Chiang Mai's new city has grown out from the old walled city over the past few centuries. For many visitors there's not much of a reason to visit the new city other than for accommodation, the odd market and for transport hubs.
Highlights of Chiang Mai's new city include:
- The Silver Temple
- Wat Phra That Doi Suthep
- Night Bazaar
- Tha Phae Road (Wat Bupharam)
Chiang Mai's old city is a treasure trove of activites, culture, sights, cafes, restraunts, expereiences and the start of many a day trip. Sourrounded by a square 1.5 km ruined wall and moat it's relatively easy to get your barings.
Most people can easily spend a full day or two simply walking about the pleasent old sity visiting ancient temples, tasting street food, taking in a massage or enjoying a coffee in monk retreat.
Hightlights of Chiang Mai's old city include:
- Wat Chedi Luang
- Wat Phra Singh
- Tha Phae Gate
- Several Market Streets
- Street food
- Cafes & restraunts
- Cookery schools
- Massage & beauty spas
- Arranging out of city activities
There are several ways to reach Chiang Mai from around the country and internationally.
Chiang Mai has a small internatinal airport (CNX). Most flights are regional and the majority are domestic.
Thai Airways, Air Asia,, Bankok Airways and Nok Air all have daily flights. Bangkok to Chiang Mai is the most popular route which takes about 1.5 hours. If flying from Bangkok do note that some flights depart and arrive from Don Mueang (DMK) airport and not Suvarnabhumi Airport (BKK). Chiang Mai's airport is only about a 10 minute taxi ride into the city.

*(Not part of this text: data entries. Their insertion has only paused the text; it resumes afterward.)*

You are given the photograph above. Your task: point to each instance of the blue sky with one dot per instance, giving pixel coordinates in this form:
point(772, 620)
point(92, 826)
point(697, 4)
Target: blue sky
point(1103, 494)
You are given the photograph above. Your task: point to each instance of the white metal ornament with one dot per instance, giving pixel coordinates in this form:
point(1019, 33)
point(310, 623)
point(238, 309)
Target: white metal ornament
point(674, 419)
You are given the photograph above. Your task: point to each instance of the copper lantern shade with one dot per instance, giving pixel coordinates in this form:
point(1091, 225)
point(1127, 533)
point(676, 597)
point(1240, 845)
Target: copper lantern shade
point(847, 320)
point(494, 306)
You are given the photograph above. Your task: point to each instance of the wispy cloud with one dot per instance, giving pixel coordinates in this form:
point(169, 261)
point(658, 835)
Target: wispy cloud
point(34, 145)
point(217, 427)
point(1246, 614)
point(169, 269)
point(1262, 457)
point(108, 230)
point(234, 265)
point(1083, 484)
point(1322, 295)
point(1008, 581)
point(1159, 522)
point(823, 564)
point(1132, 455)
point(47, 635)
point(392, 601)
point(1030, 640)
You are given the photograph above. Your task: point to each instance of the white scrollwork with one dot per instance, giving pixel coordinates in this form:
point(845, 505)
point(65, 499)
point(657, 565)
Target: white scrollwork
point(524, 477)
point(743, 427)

There are national services that run throughout the day and night to Chiang Mai. Government buses along with private buses (VIP, luxuary) are the main options. The trip from Bangkok takes about 12 hours. Do note that Government buses are the cheapest at about 300 baht and depart from Bangkok’s Northern Bus Terminal (Mo Chit) but do make many stops along the way. Private buses depart from various stops around Bangkok including Hua Lamphong railway stations and Khao San road. Buses arrive and depart from Chiang Mai’s Arcade Bus Station.

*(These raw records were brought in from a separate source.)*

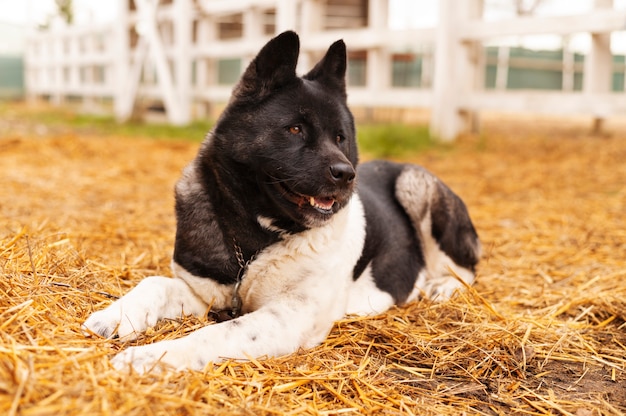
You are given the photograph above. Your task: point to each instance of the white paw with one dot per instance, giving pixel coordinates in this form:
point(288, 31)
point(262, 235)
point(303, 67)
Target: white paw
point(126, 323)
point(132, 314)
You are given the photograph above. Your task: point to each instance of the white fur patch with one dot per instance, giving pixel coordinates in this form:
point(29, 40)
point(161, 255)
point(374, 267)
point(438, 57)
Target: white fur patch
point(365, 298)
point(292, 294)
point(415, 189)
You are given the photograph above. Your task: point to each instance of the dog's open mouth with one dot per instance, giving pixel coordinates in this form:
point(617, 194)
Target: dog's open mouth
point(323, 204)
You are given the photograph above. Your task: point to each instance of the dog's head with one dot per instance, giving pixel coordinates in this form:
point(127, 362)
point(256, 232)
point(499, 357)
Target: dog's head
point(294, 137)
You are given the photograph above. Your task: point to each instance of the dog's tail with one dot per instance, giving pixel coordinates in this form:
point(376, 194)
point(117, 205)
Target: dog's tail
point(439, 217)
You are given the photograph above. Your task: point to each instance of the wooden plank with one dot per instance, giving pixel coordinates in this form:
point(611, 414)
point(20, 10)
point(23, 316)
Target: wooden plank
point(598, 21)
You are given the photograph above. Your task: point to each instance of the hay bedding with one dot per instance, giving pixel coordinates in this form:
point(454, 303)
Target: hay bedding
point(85, 217)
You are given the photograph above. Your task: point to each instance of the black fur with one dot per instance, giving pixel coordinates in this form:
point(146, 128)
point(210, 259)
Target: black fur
point(282, 140)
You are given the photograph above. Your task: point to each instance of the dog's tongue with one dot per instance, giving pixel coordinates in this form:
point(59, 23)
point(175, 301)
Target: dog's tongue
point(323, 203)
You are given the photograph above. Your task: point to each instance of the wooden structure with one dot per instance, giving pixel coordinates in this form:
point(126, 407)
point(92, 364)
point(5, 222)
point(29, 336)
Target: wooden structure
point(184, 54)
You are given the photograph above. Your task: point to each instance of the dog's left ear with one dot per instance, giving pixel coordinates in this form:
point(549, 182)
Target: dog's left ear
point(273, 68)
point(331, 70)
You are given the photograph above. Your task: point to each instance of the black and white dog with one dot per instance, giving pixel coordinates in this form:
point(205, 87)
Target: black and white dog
point(279, 230)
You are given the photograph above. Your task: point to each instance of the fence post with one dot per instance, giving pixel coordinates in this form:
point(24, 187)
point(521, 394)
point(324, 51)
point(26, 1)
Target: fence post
point(183, 20)
point(378, 67)
point(598, 75)
point(456, 67)
point(124, 96)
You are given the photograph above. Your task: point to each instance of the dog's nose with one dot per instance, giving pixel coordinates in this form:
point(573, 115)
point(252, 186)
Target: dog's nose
point(342, 173)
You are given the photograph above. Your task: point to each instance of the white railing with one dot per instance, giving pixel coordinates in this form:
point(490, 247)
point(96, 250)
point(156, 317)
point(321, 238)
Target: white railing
point(174, 59)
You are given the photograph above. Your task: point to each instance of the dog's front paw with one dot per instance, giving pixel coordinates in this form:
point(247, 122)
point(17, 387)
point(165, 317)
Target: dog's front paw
point(152, 358)
point(132, 314)
point(126, 323)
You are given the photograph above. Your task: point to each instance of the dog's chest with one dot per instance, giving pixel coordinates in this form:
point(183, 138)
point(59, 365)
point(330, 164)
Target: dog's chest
point(317, 263)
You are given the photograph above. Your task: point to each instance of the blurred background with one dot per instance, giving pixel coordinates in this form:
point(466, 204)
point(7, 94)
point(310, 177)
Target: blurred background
point(442, 63)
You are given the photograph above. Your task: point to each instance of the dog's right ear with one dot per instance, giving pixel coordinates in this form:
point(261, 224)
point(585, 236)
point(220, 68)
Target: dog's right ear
point(273, 68)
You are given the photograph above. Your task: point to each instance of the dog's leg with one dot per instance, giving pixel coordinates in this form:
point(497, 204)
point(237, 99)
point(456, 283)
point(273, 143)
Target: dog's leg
point(273, 330)
point(449, 241)
point(154, 298)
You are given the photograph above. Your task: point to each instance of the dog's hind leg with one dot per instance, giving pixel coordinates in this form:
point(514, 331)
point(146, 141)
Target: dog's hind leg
point(449, 241)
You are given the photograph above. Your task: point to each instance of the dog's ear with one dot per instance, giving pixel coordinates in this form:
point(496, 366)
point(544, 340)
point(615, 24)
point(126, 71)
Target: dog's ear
point(272, 68)
point(331, 70)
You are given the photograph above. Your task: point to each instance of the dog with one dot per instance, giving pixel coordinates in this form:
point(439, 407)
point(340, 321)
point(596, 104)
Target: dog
point(280, 234)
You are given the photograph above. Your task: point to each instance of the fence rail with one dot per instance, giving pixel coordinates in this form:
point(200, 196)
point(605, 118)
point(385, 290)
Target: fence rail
point(177, 52)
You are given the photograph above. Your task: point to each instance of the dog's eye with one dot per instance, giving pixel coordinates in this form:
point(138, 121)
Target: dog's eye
point(295, 130)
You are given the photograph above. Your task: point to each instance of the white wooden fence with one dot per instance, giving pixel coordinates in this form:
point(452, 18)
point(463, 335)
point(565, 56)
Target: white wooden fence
point(171, 53)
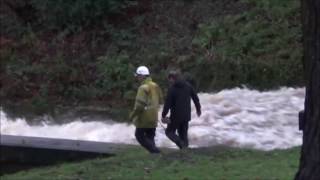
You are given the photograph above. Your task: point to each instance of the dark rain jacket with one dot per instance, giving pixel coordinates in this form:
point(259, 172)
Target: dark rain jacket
point(178, 101)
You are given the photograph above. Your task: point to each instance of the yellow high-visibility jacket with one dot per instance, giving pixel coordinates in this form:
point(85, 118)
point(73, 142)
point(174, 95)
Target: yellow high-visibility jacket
point(147, 103)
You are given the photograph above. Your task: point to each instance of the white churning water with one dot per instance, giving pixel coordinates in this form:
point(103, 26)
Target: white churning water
point(237, 118)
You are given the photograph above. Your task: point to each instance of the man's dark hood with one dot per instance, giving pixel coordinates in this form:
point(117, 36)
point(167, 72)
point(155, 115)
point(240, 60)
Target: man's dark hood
point(180, 83)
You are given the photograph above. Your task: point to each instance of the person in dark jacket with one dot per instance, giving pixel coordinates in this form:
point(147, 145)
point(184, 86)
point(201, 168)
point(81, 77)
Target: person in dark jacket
point(178, 101)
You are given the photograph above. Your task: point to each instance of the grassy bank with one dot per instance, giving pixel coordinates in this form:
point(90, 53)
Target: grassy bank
point(204, 163)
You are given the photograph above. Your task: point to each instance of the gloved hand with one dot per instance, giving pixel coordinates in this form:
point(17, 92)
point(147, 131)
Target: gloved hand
point(199, 113)
point(165, 120)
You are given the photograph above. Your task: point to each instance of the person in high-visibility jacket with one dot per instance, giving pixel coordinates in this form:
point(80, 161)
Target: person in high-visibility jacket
point(145, 111)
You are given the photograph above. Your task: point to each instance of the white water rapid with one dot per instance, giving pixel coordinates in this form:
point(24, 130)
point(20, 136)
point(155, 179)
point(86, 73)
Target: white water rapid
point(236, 117)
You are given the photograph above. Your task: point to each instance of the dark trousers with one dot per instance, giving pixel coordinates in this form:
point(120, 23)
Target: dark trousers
point(180, 139)
point(145, 136)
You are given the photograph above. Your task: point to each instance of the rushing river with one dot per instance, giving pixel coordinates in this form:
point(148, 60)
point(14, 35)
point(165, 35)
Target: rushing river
point(236, 117)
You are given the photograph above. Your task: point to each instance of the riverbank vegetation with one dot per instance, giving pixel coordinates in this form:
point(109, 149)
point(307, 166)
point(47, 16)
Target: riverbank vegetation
point(202, 163)
point(85, 51)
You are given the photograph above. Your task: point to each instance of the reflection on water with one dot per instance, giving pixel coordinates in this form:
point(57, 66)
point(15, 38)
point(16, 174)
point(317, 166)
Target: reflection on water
point(236, 117)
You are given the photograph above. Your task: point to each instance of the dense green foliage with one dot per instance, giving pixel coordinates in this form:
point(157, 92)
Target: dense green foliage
point(85, 50)
point(205, 163)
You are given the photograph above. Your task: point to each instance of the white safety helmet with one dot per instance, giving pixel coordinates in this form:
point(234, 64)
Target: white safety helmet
point(142, 70)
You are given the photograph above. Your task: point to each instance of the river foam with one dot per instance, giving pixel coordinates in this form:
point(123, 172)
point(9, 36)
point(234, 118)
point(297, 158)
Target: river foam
point(237, 118)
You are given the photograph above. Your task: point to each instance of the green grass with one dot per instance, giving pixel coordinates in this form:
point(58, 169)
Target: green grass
point(204, 163)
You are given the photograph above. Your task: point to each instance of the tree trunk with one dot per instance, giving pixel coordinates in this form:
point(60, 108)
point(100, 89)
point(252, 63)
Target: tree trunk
point(310, 153)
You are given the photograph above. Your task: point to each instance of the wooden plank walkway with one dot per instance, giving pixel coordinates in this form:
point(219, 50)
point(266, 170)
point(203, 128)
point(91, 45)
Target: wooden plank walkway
point(61, 144)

One of the most popular ways to reach Chiang Mai is via Thailands extensive railway network. Six trains a day depart from Hua Lamphong in Bangkok. Most depart in the very early morning or in the evening on overnight trains. There are three classes of carriage. 3rd class which are just seats. 2nd class which have air-conditioning and sleeping areas for overnights. 1st class which have dedicated cabins
An international license and insurance is required to drive in Thailand. It's not so cheap either. Unless you are comfortable with Thai style driving then accidents can happen.
Do read this full guide on how to get to Chiang Mai.
Unlike Bangkok, Chiang Mai does not have an extensive taxi network. There are offical taxis from the airport but after that they are rare to come by. There are however other options.
Red pickup trucks are Chiang Mai's offical version of a taxi. Simply flag one down and say the same of your destination to the driver. They will either nod and let you on board or shake their head and drive on. Destinations are written in Thai but most Songthews cover inner and outer city routes. If the Songthew is empty then they'll likely agree to where ever you want to go so it's important to ask the price before getting in.
Motorised Tuk Tuks (three-wheeled vehicles) frequent Chiang Mai's streets. Most are used for short distances. It's important to negotiate a price before getting in.
Taxi's are rare in Chiang Mai but hotels can often call one for you. They have meters and you should ensure they are switched on.
South East Asia's version of Uber is popular in Chiang Mai. You'll need to download the app to your phone and have a local sim. Grab are generally 15% cheaper than a taxi on average.